From the Department of Psychiatry, University of North Carolina, Chapel Hill; Department of Psychiatry, Duke University, Durham, North Carolina; and private practice, Raleigh, North Carolina.

This article is derived from the planning teleconference series "Looking Past First-Line Therapy for Major Depressive Disorder," which was held in January 2010 and supported by an educational grant from AstraZeneca.

Dr Weisler has been/is a member of the speakers bureaus for Abbott, AstraZeneca, Biovail, Bristol-Myers Squibb, Burroughs Wellcome, Cephalon, Ciba Geigy, Eli Lilly, Forest, GlaxoSmithKline, Janssen, Johnson & Johnson, Novartis, Organon, Pfizer, Sanofi, Sanofi-Synthelabo, Shire, Solvay, Validus, and Wyeth; has been/is a consultant for Abbott, AstraZeneca, Biovail, Bristol-Myers Squibb, Cephalon, Corcept, Eli Lilly, Forest, GlaxoSmithKline, Johnson & Johnson, Otsuka, Pfizer, Pharmacia, ProPhase, Sanofi, Sanofi-Synthelabo, Shire, Solvay, Takeda, Validus, and Wyeth; has received/is receiving research support from Abbott, AstraZeneca, Biovail, Bristol-Myers Squibb, Burroughs Wellcome, Cenerx, Cephalon, Ciba Geigy, CoMentis, Dainippon Sumitomo, Eisai, Eli Lilly, Forest, GlaxoSmithKline, Janssen, Johnson & Johnson, Lundbeck, McNeil, Medicinova, Merck, the National Institute of Mental Health, Neurochem, New River, Novartis, Organon, Pfizer, Pharmacia, Repligen, Saegis, Sandoz, Sanofi, Sanofi-Synthelabo, Schwabe/Ingenix, Sepracor, Shire, Synaptic, Takeda, TAP, UCB, Vela, and Wyeth; and was/is a stock shareholder of Bristol-Myers Squibb, Cortex, Merck, and Pfizer.

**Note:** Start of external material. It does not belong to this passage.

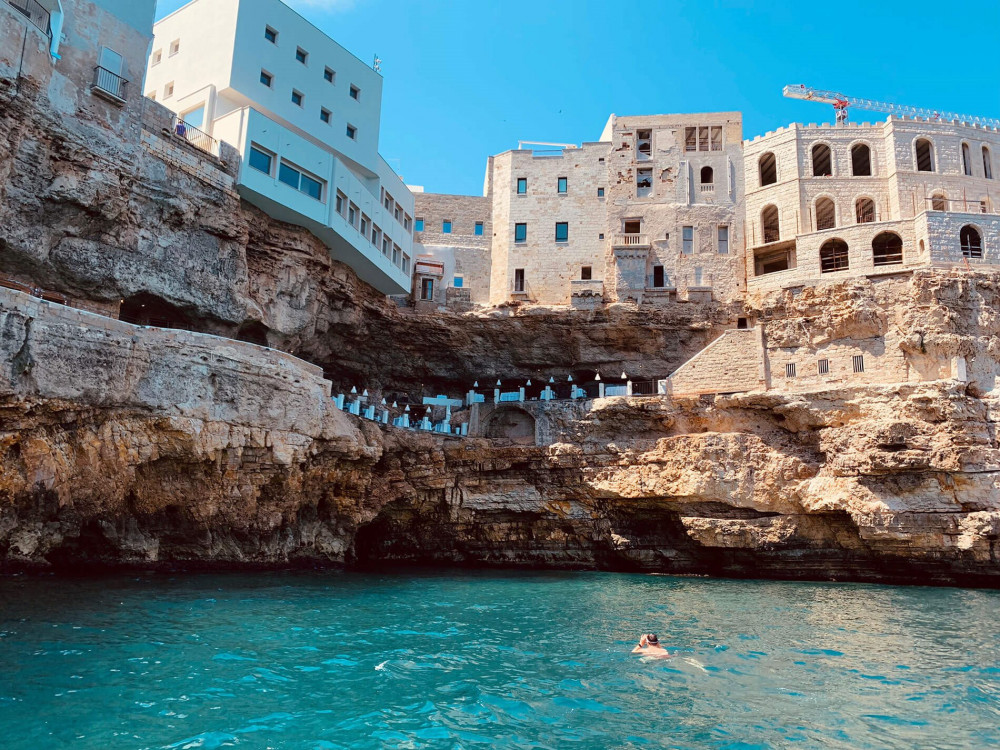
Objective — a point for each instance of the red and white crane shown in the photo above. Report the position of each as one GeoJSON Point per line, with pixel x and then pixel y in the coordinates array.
{"type": "Point", "coordinates": [841, 103]}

Corresponding author: Richard H. Weisler, MD, 700 Spring Forest Rd, Ste 125, Raleigh, NC 27609 ([email protected]).

Adults with major depressive disorder (MDD) are at a high risk for having functional impairments and psychiatric and medical comorbidities. On average, people with serious mental illness, including MDD, die 25 years earlier than the general population.1 Recurrent depressive and/or severe episodes are associated with worse patient outcomes, so selecting an effective first-line treatment is paramount. Unfortunately, nonresponse or partial response to antidepressant therapy is common, and only a minority of patients will achieve full remission after initial treatment.2 Thus, to help patients achieve remission, which will in turn reduce their risk of depressive relapse and improve their functioning and quality of life, clinicians should be knowledgeable of assessing treatment response and selecting and implementing effective second-line treatment strategies for major depression.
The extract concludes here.